A inicio de los dosmiles, la reacción en cadena vino con el Papi Chulo de Lorna, La Gasolina de Daddy Yankee y el Atrévete-te-te de Calle 13. Tego Calderón, Don Omar, fueron también nombres fuertes. Hoy sus exponentes son ya incontables, a lo ancho de diversos países de habla hispana, entre los que destacan los colombianos J Balvin y Maluma. Históricamente, a Bad Bunny (Benito Martínez) le ha tocado ser el exponente más exitoso, como cosecha del hype gradualmente acumulado, no sólo en Latinoamérica sino en Estados Unidos, sin dejar de cantar/rapear en español.
¿Por qué genera encono en unos y pasión en otros? Se trata de un encontronazo de criterios entre lo que “debiera” ser la música para jóvenes, según los criados con los guitarrazos de los años 90, y el gozo de los más morros que ven en el reggaetón más un vínculo generacional que hace enojar a sus mayores, que un mero ritmo. Aunque sus detractores tachen al género de misógino (mucho de él sí lo es), sus fans (feministas incluidas) lo defienden porque es el vehículo por el cual les tocó oír hablar de sexualidad de forma más inmediata (en el caso de Bad Bunny, alegan que es menos violento que otros en sus letras, en el sentido del sometimiento, y que va más por la seducción, el cachondeo), y porque es un buen pretexto para la cercanía en el baile y el toqueteo atrevido, el encendido de la calentura. Otro punto que defienden sus seguidores woke/progresistas es que despreciarlo sería clasista, pues el ritmo y sus exponentes “vienen del pueblo”.

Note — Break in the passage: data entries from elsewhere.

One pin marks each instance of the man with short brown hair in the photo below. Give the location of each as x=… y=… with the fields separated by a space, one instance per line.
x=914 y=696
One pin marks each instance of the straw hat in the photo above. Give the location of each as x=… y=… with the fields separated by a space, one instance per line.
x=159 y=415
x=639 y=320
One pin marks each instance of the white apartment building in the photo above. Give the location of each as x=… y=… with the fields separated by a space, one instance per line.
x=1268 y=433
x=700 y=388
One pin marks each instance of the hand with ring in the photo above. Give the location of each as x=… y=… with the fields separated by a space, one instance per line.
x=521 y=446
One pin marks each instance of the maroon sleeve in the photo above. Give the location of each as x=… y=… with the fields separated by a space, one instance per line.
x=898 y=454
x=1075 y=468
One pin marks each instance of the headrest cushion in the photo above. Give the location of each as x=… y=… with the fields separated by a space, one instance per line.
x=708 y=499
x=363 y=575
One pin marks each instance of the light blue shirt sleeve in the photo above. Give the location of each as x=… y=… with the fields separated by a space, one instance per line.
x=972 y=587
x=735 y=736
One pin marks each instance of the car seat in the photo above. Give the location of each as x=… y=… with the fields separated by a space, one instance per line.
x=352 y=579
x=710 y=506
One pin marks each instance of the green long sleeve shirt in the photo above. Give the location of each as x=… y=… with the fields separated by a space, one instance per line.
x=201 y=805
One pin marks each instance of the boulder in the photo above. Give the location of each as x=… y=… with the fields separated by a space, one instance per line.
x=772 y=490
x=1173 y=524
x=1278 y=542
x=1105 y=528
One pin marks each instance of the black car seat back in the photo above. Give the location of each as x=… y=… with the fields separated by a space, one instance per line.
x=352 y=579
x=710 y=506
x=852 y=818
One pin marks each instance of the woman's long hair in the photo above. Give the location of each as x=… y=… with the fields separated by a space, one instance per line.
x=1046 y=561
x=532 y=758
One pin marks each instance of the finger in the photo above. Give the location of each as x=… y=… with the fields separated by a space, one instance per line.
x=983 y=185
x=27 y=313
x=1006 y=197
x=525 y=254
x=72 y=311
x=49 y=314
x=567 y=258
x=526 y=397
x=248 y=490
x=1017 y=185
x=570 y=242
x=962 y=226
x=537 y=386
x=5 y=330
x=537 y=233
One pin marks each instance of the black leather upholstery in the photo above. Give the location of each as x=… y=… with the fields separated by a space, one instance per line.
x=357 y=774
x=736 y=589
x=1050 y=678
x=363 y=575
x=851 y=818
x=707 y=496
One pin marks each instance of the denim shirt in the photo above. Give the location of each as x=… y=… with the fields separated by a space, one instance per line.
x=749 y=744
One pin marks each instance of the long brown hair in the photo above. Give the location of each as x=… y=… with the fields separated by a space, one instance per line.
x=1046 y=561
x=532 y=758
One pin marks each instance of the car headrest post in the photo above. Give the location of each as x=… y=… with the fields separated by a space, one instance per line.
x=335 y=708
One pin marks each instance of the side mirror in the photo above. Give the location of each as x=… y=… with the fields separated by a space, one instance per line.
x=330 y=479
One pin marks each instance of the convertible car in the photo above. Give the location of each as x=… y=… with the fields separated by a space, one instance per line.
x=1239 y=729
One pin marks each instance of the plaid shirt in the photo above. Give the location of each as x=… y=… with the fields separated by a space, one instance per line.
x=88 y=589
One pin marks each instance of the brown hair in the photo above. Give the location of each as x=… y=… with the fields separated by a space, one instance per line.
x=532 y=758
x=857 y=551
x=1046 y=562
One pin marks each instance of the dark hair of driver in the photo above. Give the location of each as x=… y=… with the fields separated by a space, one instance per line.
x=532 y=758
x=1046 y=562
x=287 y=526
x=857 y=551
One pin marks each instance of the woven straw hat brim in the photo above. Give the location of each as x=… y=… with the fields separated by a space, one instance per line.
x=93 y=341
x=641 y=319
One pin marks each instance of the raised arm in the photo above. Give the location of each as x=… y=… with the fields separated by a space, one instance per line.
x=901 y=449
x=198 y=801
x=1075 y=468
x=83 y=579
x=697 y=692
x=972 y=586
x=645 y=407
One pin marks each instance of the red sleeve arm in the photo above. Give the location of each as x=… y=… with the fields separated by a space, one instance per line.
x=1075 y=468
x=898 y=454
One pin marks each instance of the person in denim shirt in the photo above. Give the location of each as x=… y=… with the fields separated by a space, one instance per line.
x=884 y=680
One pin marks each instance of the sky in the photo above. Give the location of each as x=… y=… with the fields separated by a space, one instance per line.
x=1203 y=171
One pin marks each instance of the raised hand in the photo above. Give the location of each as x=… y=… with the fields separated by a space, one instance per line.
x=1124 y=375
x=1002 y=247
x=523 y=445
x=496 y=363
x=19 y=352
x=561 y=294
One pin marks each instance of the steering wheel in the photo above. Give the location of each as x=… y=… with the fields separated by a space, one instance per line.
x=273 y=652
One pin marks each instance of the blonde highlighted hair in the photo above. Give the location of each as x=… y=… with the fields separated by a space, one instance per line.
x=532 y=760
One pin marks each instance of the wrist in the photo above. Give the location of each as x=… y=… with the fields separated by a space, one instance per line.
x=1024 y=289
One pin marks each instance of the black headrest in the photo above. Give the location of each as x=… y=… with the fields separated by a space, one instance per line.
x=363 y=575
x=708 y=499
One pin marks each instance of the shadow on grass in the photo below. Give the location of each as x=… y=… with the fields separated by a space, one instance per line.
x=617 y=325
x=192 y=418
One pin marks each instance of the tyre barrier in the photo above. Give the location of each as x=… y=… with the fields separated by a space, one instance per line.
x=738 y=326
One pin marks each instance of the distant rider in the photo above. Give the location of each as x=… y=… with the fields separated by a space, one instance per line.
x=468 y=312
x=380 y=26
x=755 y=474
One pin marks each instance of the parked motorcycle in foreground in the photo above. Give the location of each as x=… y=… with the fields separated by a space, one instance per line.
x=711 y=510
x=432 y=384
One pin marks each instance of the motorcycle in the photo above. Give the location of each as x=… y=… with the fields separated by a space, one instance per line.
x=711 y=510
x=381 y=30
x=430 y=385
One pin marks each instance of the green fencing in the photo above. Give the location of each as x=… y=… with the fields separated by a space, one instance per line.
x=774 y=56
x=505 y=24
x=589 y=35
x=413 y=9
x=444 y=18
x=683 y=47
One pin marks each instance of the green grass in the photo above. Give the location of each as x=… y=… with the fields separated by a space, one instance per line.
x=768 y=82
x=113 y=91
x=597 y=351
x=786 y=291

Aquí es donde sus detractores enfocan mal su argumento y acuden al criterio (ellos sí) clasista, de élite cultural o educativa (lo cual es ya una falacia: hace mucho que gusta a las clases media y alta); se parapetan llamándolo vulgar o machista, siendo que el machismo está en casi todas las expresiones; no es privativo del reggaetón. Si se pudiera hablar de alguna “carencia” (lo cual es subjetivo), acaso sería sobre su precariedad técnica, su ritmo machacante y repetitivo, sin embargo, tal rasgo también lo tienen el dance, la banda, el disco o la cumbia, por ejemplo. Con todo, el error básico en su descalificación está en que se espera más de él, de lo que realmente es, en vista de que ocupa el espacio masivo que por muchos años ha ocupado el rock, sin ver que el reggaetón es simple música pop para divertirse. No tiene más pretensiones que lo inmediato: el goce, la piel. Es absurdo compararlo con el rock, pues juegan en distintas canchas. Ahí es donde llega otro revés equivocado: con desconocimiento de la historia, sus defensores dicen injustamente que el rock es machista por definición, extrayendo frases aisladas, borrando todos sus contextos históricos.
El encontronazo no parará hasta que ambos “bandos” comprendan las razones y contextos del contrario para gustar del rock o del reggaetón, ambas válidas. Que los mayores dejen de emplear criterios caducos para descalificar un fenómeno popular más lúdico que intelectual, y que los jóvenes se ilustren más sobre el valor de músicas precedentes y tampoco crean que es el primer género que desafía los criterios establecidos.